John Hughes had the good fortune of being the Hollywood writer-director best able to measure the pulse of that all-important teen audience. His era was the ‘80s, when Sixteen Candles (1984), The Breakfast Club (1985) and Ferris Bueller’s Day Off (1986) ruled box offices on the strength of his ability to see through the eyes of his high school characters. “John couldn’t write adults,” says Michael Chinich, who ran Hughes’ production company. “He wasn’t an adult himself. He didn’t know how to be an adult.” And when he grew too old to be a kid, he lost his inspiration.
Veteran film critic Kirk Honeycutt quotes Chinich in his lively, informative account, John Hughes: A Life in Film (RacePoint Publishing). Honeycutt clearly enjoys his subject and his movies without being blind to failures and shortcomings. A phenomenal success in the ‘80s, Hughes ran out of good ideas in the ‘90s, Honeycutt acknowledges, and disappeared in the ‘00s. In 2009, he collapsed while out walking and was pronounced dead of a heart attack. He was 59.

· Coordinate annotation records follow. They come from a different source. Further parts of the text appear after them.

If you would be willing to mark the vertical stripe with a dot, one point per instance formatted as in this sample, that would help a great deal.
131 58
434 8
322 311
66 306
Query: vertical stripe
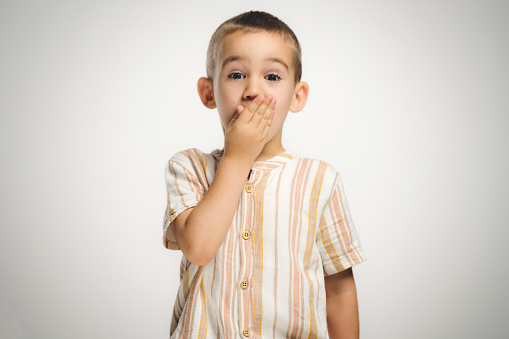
312 218
298 218
203 318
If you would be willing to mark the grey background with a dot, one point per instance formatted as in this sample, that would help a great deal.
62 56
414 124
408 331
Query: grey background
409 101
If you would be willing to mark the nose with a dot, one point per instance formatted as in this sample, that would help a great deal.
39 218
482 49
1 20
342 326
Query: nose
252 90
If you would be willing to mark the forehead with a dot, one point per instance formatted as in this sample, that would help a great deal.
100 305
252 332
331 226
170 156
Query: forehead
255 47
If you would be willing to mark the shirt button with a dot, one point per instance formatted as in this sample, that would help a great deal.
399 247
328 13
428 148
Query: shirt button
246 235
249 188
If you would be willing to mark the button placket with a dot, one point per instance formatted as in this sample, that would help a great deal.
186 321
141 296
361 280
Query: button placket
249 187
246 235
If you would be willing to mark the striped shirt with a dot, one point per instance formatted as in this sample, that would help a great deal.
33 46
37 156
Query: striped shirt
291 229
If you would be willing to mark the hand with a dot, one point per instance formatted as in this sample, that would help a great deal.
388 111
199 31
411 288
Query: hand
246 134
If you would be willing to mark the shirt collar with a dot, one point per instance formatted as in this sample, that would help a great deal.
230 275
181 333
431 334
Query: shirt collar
274 162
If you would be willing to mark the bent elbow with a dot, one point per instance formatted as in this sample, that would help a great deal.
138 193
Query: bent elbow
198 255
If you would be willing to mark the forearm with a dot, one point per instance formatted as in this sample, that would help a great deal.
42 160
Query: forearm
206 226
342 307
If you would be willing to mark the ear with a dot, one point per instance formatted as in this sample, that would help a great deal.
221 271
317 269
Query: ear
206 93
300 97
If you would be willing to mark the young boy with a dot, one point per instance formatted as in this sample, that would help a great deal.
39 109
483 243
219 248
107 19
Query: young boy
267 239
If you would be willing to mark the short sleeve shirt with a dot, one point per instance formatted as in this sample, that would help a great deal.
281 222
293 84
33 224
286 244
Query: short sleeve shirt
291 229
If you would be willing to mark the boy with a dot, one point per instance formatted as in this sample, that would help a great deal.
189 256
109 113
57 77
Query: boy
267 239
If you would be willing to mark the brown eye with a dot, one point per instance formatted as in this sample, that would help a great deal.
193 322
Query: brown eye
273 77
236 76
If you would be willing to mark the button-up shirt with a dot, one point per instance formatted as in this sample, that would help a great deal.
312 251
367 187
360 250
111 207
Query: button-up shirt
291 229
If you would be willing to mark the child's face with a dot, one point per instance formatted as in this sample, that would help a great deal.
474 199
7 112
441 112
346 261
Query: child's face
252 64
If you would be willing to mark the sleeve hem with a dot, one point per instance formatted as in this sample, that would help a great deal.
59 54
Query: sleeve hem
344 262
169 241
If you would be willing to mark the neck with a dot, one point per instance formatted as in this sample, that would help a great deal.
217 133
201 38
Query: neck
271 149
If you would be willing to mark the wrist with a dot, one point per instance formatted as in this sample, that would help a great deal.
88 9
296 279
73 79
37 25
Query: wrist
241 164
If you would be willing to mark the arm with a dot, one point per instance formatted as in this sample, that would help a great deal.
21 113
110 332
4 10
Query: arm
201 230
342 309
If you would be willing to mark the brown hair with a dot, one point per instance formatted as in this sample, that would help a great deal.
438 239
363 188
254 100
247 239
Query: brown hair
253 21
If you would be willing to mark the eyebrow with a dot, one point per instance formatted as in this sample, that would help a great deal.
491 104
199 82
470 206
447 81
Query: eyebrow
237 58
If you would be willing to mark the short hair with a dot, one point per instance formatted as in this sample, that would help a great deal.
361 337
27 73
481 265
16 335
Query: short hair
252 22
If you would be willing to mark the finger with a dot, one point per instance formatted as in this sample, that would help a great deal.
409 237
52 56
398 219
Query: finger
268 113
268 125
250 110
257 117
232 121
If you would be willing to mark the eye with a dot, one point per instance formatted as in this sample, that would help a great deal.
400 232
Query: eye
236 76
273 77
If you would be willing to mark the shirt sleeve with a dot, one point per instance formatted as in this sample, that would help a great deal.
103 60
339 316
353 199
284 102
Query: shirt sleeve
338 243
184 190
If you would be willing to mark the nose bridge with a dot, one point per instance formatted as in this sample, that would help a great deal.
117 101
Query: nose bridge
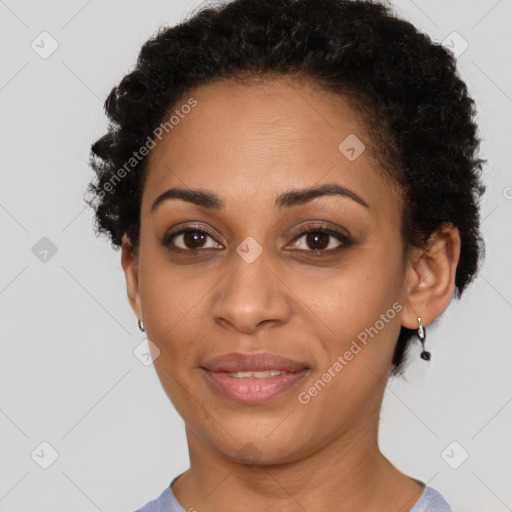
251 293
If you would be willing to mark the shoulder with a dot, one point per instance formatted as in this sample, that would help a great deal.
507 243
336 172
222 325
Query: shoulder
166 502
431 501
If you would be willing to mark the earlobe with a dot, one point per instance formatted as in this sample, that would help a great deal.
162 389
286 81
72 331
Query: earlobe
129 262
431 277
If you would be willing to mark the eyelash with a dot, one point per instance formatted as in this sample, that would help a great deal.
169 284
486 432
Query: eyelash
344 240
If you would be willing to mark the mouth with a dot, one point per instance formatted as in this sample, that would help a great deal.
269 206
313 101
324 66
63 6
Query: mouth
255 378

Hughes began his career by pitching gags to Joan Collins and Rodney Dangerfield before a writing gig with National Lampoon lanced him into screenwriting for National Lampoon’s Class Reunion (1982). A committed Midwesterner, he loathed Hollywood and preferred to live and work in Chicago. An outsider in high school, Hughes identified with the frustrations of the kids in his movies, memorably played by Molly Ringwald, Emilio Estevez, John Cusack and Anthony Michael Hall. His best movies were emotionally autobiographical and avoided chasing laughter with easy pop culture references. His work became the stuff of pop culture references. At his best, Hughes depicted a fully developed universe grounded in visual details and populated by characters speaking in a teen argot of his own invention. Adults were peripheral annoyances and the casts were chosen to insure that the actors really looked like teenagers.
Hughes was incredibly prolific, directing only eight films but writing no less than 46, producing 21 and leaving behind a file cabinet of unused screenplays. He may have grown tired. By all reports, he became erratic in the late ‘80s, hiring and firing and rehiring with little explanation and less tact. With Planes, Trains and Automobiles (1987), one of his few adult movies, he discovered a soul mate in John Candy. Hughes was devastated by the comedian’s death in 1994, which coincided with the release of his Baby’s Day Out, a comedy about a kidnapped infant that stumbled badly with audiences and was roundly condemned as just plain dumb. He retired to his mansion in Lake Forest, Illinois, and turned to gentleman farming, secure in the knowledge that he helped define an era.